Difference 02: The Advantages of Each
An advantage of micro-inverters is that they electrically isolate solar panels from each other. If there are electrical glitches or a burnout of the module, it doesn’t damage anything else in the solar power array. This makes micro-inverters safer than the central inverter model. And if something does go wrong, the average home or RV owner can replace the micro-inverter themselves.
Furthermore, if one solar panel is shaded, damaged or malfunctioning, the output of the entire array is only reduced by the power output from that panel when you’re using micro-inverters.
One panel in five is out?
Power is reduced by 20 percent. You maximize the power produced by a combined group of solar panels, and you can maximize output from a group of connected solar panels that don’t have the same wattage.

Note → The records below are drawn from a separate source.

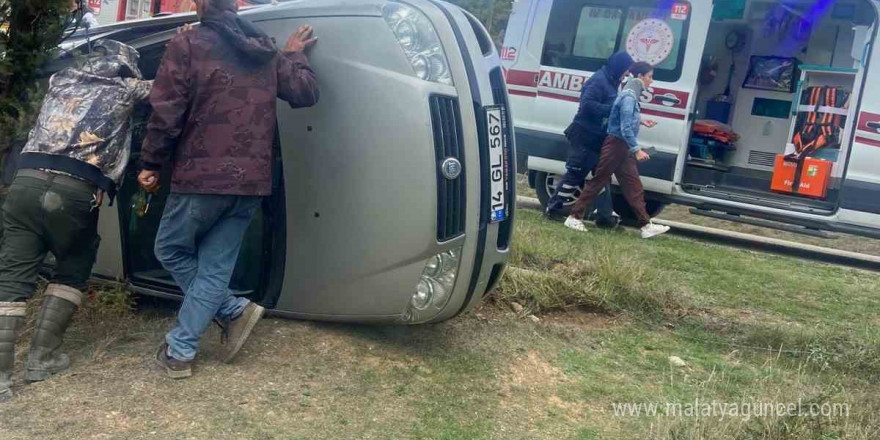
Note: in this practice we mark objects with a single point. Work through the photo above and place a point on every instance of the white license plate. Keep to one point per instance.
(498, 167)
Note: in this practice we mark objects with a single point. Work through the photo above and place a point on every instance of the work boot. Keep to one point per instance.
(45, 358)
(237, 330)
(11, 319)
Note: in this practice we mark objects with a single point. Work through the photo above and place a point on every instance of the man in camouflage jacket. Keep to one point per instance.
(214, 123)
(76, 153)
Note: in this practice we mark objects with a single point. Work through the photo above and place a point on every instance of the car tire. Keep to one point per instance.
(545, 185)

This can improve power output up to 15 percent. This is similar to the function of power optimizers, but power optimizers can’t convert the DC power from solar panels into alternating current power.
Note that you can use power optimizers with a central inverter, but that adds to the cost and complexity of the system.
What is the benefit of string/central inverter?
The biggest benefit of string inverters or central inverters is simplicity. You only need one to manage your power system. This can lower the equipment costs for the solar panel system, and the cost effectiveness increases as you add panels.
Difference 03: The Disadvantages of Each
One disadvantage of microinverters is that they have a higher cost per peak watt produced, since you have to pay for more inverters per system. They’re harder to maintain, too, since there are more inverters in the entire system.
You can buy solar panels with built in micro-inverters, but that increases the cost of the solar panels. Furthermore, the inverters have to be replaced when you get new solar panels.
What are the downsides of central inverters?
The solar panels must be wired in series for the entire system to work. If one solar panel is affected, all the connected solar panels are affected. It isn’t just a matter of seeing a major drop off in solar power if one burns out.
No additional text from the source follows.